Contributors

Inke Arns is the director of the Hartware MedienKunstVerein (HMKV) in Dortmund and also a curator and author focusing on media art and theory, Internet cultures and Eastern Europe. She attained her doctorate in 2004 at the Humboldt University Berlin, writing about the paradigm shift in the reception of the historic avant-garde and the idea of utopia in (media) art projects of the 1980s and 1990s in ex-Yugoslavia and Russia. She has curated several exhibitions, most recently alien matter for the 2017 transmediale. Her publications include Neue Slowenische Kunst (NSK) (2002) and Objects in the mirror may be closer than they appear! Die Avantgarde im Rückspiegel (2004).

Robert Bird is Professor for Slavic Languages and Literatures as well as Cinema and Media Studies at the University of Chicago. His primary area of interest is the aesthetic practice and theory of Russian/Soviet modernism, focusing on Russian film and video art. He is currently completing the manuscript for his book Soul Machine: How Soviet Film Modeled Socialism. He is the co-curator of Revolution Every Day (September 2017) on Soviet graphic art and moving images at the Smart Museum of Art, University of Chicago. His upcoming project Revolutionology examines intellectual revolution across a variety of media, spaces, and historical moments.

Maria Chehonadskih

Anselm Franke

Boris Groys is a philosopher, essayist, and media theorist.

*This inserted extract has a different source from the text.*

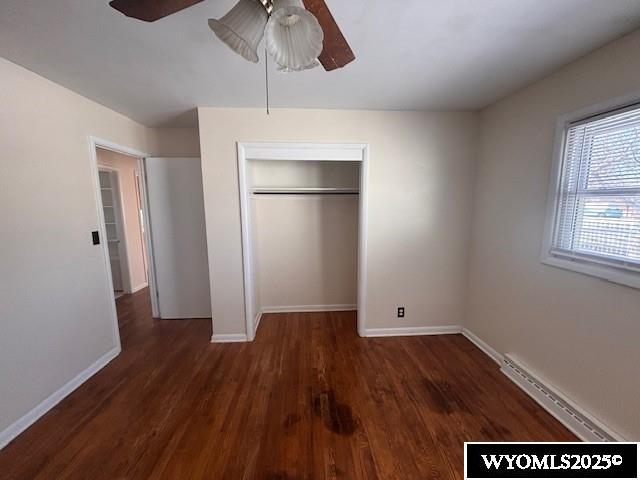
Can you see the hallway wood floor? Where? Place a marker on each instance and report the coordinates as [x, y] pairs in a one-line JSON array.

Having taught in Philadelphia, Münster, and Los Angeles, he became in 1994 Professor of Art History, Philosophy and Media Theory at the Karlsruhe University of Arts and Design. In 2009, he was appointed Professor of Russian and Slavic Studies at New York University. He has published widely on the subject of the Russian avant-garde and was co-curator of the exhibition Dream Factory Communism at Schirn Kunsthalle Frankfurt in 2003/04. In 2005, he and Michael Hagemeister published Die neue Menschheit (The New Mankind, 2005) in which the principal texts of the Russian Cosmists were made available in the German language.

Michael Hagemeister is a historian and Slavic scholar. He wrote his PhD thesis on the Russian philosopher Nikolai Fedorov and has published widely on Russian philosophy and the history of ideas, on Russian utopian and apocalyptic thought, and on the Protocols of the Elders of Zion. With Boris Groys he co-edited a book on biopolitical utopias in Russia in the early twentieth century: Die Neue Menschheit (The New Mankind, 2005). Hagemeister has been researching and teaching at various universities in Austria, Germany, and Switzerland. In his current research at the Chair of East European History at the University of Bochum, he concentrates on anti-modern and anti-Western thinking in Russia.

Jörg Heiser is the managing director of the Institute for Art in Context at the Berlin Universität der Künste. From 1998 until 2003 he was editor and from 2003 until 2016 co-editor-in-chief of the international art journal frieze, then from 2011 until 2016 editor of frieze d/e. He has been an art critic for Süddeutsche Zeitung since 1997. His most recent publication is Double Lives in Art and Pop Music (2017).

Alexei Penzin received his PhD from the Institute of Philosophy of the Russian Academy of Sciences, Moscow, where he remains as a Research Associate. He is currently teaching at the University of Wolverhampton, UK. Penzin is a member of the collective Chto Delat (What is to be done?). His research has been published in the journals Rethinking Marxism, Mediations, South Atlantic Quarterly, and Manifesta Journal among others. He co-edited the English translation of the book Art and Production (2017) by Boris Arvatov, one of the key theorists of the Soviet avant-garde. Currently, he is preparing his book Against the Continuum: Sleep and Subjectivity in Capitalist Modernity for Bloomsbury Academic.

Hito Steyerl

Anton Vidokle is an artist and editor of e-flux journal. He was born in Moscow and lives in New York and Berlin. Vidokle’s work has been exhibited internationally at Documenta 13 and at the 56th Venice Biennale. His films have been presented at Bergen Assembly; Shanghai Biennale; the 65th and 66th Berlinale International Film Festival Forum Expanded; Gwangju Biennale; the Centre Pompidou, Paris; Tate Modern, London; Garage Museum, Moscow; Istanbul Biennial, and others.

Arseny Zhilyaev is an artist based in Moscow. In recent works he has examined the legacy of Soviet museology and the museum in Russian Cosmism. Among others, he has published articles in e-flux journal. Zhilyaev is editor of Avant-Garde Museology (2015). His works have been shown at the Gwangju Biennale, Liverpool Biennale, and at the Ljubljana Triennale as well as at exhibitions including at the Centre Pompidou and Palais de Tokyo, Paris; De Appel, Amsterdam; Kadist Art Foundation, Paris and San Francisco; and at the V-A-C Foundation in Moscow.